A reporter interviewing Muhtorov’s next-door neighbor Monday in Aurora. Ed Andrieski

AURORA, Colorado — The FBI arrested a refugee from Uzbekistan at Chicago’s O’Hare Airport on charges that he planned to travel overseas to fight for a terrorist group and give up his life if necessary, an official said.

However, there was no evidence that suspect Jamshid Muhtorov was plotting attacks inside the United States, authorities said.

Muhtorov, 35, was arrested Saturday by members of the FBI’s Denver and Chicago Joint Terrorism Task Forces.

Muhtorov, who goes by several other names, was indicted on charges of providing and attempting to provide material support to a designated foreign terrorist organization. Prosecutors allege he planned to fight for the Islamic Jihad Union, which has been blamed for suicide attacks in Uzbekistan and claimed responsibility for numerous attacks against coalition forces in Afghanistan.

An FBI affidavit said the group also carried out simultaneous suicide bombings of the U.S. and Israeli embassies and a prosecutor’s office in Tashkent, Uzbekistan.

Muhtorov was arrested without incident before he could board a flight to Istanbul, Turkey, said Dean Boyd, a spokesman for the U.S. Justice Department in Washington.

Muhtorov made a brief court appearance Monday in Chicago and waived his rights to further hearings. Judge Morton Denlow then ordered Muhtorov to be transferred to Denver, but it wasn’t immediately clear how soon that would happen.

No one answered the door Monday at an apartment where the FBI said Muhtorov lived.

Investigators obtained a search warrant for Muhtorov’s apartment for a laptop computer, a Blackberry cell phone, and permission to search two e-mail accounts they said were used by Muhtorov, according to the indictment.

The FBI said Muhtorov communicated with a contact with the terror organization by e-mail using code words, asking to be invited to the “wedding.” He also told the contact that he was “ready for any task, even with the risk of dying,” the FBI said.

In April, Muhtorov e-mailed the contact that an associate had sent money for a “wedding gift” and expressed willingness to help with the wedding, the FBI affidavit said.

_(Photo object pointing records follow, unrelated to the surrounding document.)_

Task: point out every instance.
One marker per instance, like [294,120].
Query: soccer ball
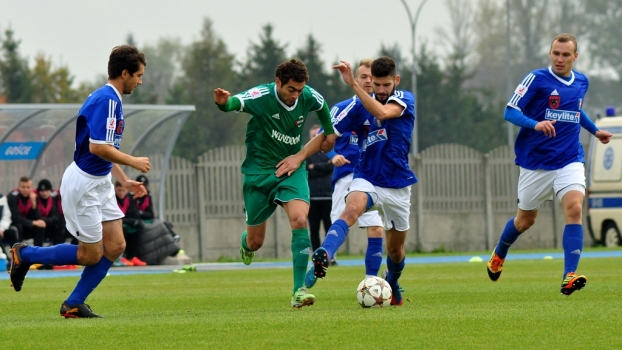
[374,292]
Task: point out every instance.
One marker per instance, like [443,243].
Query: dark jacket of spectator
[320,170]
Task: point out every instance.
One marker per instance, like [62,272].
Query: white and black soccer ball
[374,292]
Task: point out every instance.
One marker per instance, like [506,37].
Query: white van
[604,185]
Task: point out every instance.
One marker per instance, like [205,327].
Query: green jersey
[274,130]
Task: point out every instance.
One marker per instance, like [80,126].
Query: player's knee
[89,257]
[573,211]
[524,224]
[298,221]
[375,232]
[396,253]
[115,249]
[254,242]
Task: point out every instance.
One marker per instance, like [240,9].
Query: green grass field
[452,306]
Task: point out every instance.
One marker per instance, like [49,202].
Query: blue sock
[508,237]
[572,241]
[335,237]
[90,279]
[395,272]
[373,256]
[60,254]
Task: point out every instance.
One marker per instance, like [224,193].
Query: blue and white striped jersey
[349,143]
[100,120]
[384,157]
[543,95]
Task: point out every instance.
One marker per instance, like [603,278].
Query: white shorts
[393,204]
[87,202]
[368,219]
[537,186]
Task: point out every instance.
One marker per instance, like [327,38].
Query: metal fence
[452,179]
[461,202]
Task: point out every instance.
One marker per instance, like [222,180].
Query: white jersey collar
[283,103]
[565,82]
[115,90]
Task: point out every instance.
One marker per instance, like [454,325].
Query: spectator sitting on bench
[48,210]
[132,226]
[8,233]
[145,203]
[24,214]
[145,207]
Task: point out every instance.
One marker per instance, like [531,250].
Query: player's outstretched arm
[339,160]
[129,184]
[292,163]
[111,154]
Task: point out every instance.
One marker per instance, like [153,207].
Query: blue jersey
[543,95]
[384,157]
[349,143]
[100,120]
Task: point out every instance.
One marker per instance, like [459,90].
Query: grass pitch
[452,306]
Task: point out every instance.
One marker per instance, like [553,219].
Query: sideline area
[202,267]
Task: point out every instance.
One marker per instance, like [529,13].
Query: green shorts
[262,193]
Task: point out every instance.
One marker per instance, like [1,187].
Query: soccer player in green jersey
[278,112]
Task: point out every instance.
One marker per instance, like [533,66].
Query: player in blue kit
[382,178]
[547,105]
[345,156]
[88,198]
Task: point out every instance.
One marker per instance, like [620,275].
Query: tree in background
[15,75]
[206,65]
[52,85]
[263,58]
[163,67]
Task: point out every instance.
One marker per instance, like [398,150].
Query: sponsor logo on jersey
[376,136]
[562,116]
[300,121]
[286,139]
[117,141]
[521,90]
[341,115]
[554,99]
[254,93]
[120,125]
[111,123]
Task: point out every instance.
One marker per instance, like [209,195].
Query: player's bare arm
[377,109]
[339,160]
[292,163]
[111,154]
[221,96]
[603,136]
[133,186]
[547,127]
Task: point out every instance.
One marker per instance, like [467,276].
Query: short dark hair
[564,38]
[293,69]
[125,57]
[383,67]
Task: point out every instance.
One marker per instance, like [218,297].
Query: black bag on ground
[156,243]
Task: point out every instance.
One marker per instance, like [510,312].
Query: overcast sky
[81,33]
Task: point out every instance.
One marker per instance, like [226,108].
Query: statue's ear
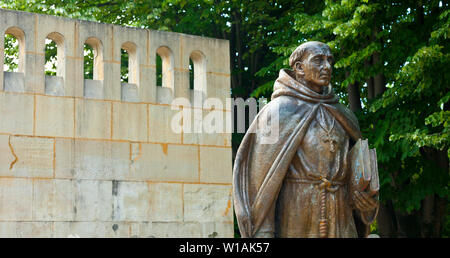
[298,68]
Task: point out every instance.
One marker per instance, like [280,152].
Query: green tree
[391,61]
[390,66]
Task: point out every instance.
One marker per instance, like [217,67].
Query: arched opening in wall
[158,70]
[123,65]
[191,74]
[88,58]
[14,50]
[54,54]
[93,59]
[197,62]
[164,75]
[129,72]
[14,60]
[93,68]
[54,64]
[128,63]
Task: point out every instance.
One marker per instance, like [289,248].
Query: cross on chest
[328,139]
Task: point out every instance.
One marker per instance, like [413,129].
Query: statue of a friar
[318,178]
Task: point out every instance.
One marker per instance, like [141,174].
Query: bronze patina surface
[300,185]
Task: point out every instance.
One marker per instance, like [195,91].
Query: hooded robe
[276,186]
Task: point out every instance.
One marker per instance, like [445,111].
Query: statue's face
[317,65]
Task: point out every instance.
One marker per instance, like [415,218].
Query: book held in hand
[364,168]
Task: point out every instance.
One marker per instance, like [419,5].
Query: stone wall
[98,158]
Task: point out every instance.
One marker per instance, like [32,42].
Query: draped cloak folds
[260,168]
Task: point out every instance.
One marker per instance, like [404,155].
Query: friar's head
[312,63]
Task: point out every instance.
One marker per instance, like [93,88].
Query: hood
[286,85]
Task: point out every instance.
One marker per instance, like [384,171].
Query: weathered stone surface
[55,116]
[90,229]
[93,200]
[206,203]
[203,128]
[16,113]
[183,229]
[26,229]
[215,165]
[160,118]
[130,121]
[54,85]
[166,202]
[98,158]
[16,199]
[131,201]
[164,162]
[26,156]
[92,119]
[91,159]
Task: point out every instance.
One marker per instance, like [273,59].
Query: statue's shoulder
[287,106]
[348,113]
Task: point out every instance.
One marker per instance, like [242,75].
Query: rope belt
[325,186]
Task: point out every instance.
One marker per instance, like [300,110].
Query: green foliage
[408,124]
[50,58]
[412,115]
[11,59]
[88,62]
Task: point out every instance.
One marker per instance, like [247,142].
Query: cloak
[260,168]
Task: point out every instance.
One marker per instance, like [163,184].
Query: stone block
[207,203]
[16,199]
[26,156]
[93,200]
[55,116]
[208,128]
[164,162]
[130,201]
[92,119]
[130,121]
[14,81]
[215,165]
[43,200]
[16,113]
[63,205]
[87,159]
[54,85]
[160,129]
[26,230]
[166,202]
[130,92]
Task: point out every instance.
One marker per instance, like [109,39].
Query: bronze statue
[301,186]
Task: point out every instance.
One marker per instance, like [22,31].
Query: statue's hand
[364,202]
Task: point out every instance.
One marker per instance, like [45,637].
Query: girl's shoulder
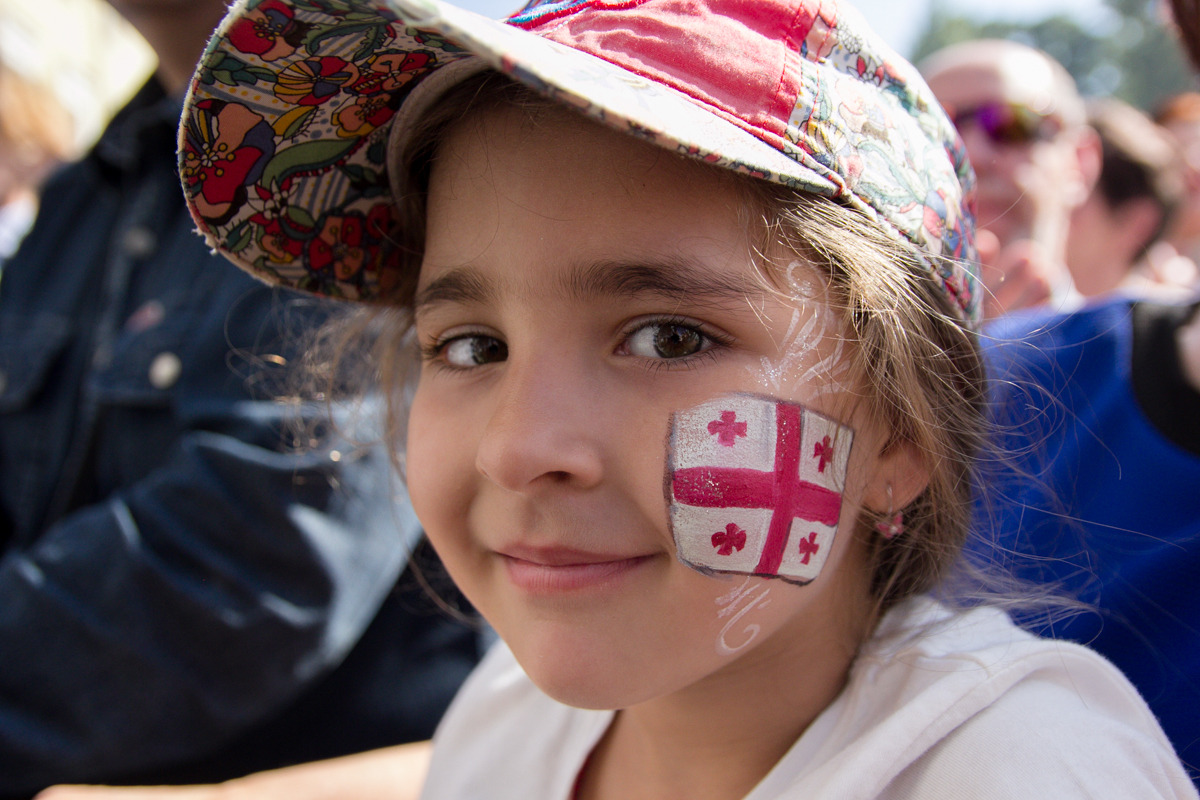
[963,703]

In a May e-mail, Muhtorov said he planned to travel to Istanbul and would bring a “wedding gift,” the affidavit said.

The affidavit said the FBI intercepted phone calls last summer between Muhtorov and his wife in which they argued about travel plans to Kyrgyzstan or Turkey.

In a July phone call, Muhtorov told his young daughter that he would never see her again, but “if she was a good Muslim girl, he will see her in heaven,” the FBI said.

Neighbors said Muhtorov worked as a truck driver and lived with three children and a woman. They often cooked on a barbecue grill, and two of the children — a girl about 6 and a boy about 4 — sometimes played outside.

Cody Bank said a white, unmarked 18-wheeler truck was often parked outside the building. He said he saw Muhtorov and his family out barbecuing once a week, but he didn’t talk to him.

Susan Benjamin, who lives nearby, said she sometimes saw a man and the two young children who lived in the apartment going for rides around the neighborhood in the cab of the truck.

Kevin Inman, whose apartment is in the same building as Muhtorov’s, said people he assumed worked in law enforcement were in and out of Muhtorov’s apartment much of the day on Saturday.

If convicted, Muhtorov could face a maximum sentence of 15 years in prison and up to a $250,000 fine.